One more comment on this. Graph your data first - whether a simple dotplot, stemplots, boxplot, or histogram if the samples are large. Look for evidence of outliers and/or skewness. Both of these can cause problems with the classical procedures, as they are not robust in the face of departures from normality. If you see skewness (or even several outliers with overall symmetry) you should also do a non-parametric test (Wilcoxon or equivalent) as well. (I would suggest always doing this, but my training is in non-parametrics.) Intuitively, if the two results are in agreement, the t-test results may be good enough. If the two results are in great disagreement, you should suspect the t-test results.
(DO NOT be tempted to throw away outliers in order to obtain a specific result: unless the outliers are due to recording error, that is not valid)

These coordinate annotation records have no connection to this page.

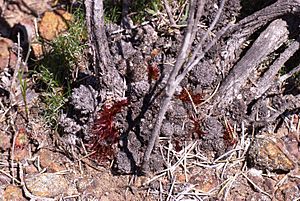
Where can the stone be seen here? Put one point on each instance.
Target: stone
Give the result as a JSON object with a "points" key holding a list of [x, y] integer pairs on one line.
{"points": [[12, 192], [47, 184], [267, 153], [53, 23]]}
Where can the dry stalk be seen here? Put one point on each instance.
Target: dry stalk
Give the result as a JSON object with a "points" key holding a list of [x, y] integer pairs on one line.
{"points": [[169, 12], [185, 63]]}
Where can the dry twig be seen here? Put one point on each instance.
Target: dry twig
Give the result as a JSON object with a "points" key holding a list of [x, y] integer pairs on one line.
{"points": [[186, 64]]}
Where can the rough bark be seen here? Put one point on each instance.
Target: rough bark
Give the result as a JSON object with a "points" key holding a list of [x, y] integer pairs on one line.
{"points": [[268, 41], [103, 64]]}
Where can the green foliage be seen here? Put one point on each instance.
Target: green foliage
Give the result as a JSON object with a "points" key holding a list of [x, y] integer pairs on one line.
{"points": [[23, 86], [112, 12], [53, 72]]}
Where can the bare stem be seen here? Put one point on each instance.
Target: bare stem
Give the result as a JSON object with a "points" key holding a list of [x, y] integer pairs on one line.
{"points": [[183, 62]]}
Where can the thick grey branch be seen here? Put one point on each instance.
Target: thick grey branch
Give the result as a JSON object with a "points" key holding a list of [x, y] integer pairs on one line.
{"points": [[268, 41]]}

Yes, I agree with that. One thing I've never understood properly is if you do two independent tests, say t-test and Wilcoxon, then should you change the p value for what you accept as "significant" (ie. analogous to Bonferroni and its ilk)? In which case, maybe do only the Wilcoxon if non-Gaussianity is suspected? I usually just distrust statistics and collect more data, unless I need the paper published immediately.

 

[statdad]

No data is truly normal (Gaussian), although the 'middle' can quite closely resemble normally distributed data. If your initial graphs indicate severe non-normality, it's usually best to avoid normal-based inferences altogether.
If you do both a t-test and a non-parametric test for comparison, as a simple check, there isn't any real need to adjust significance levels at all.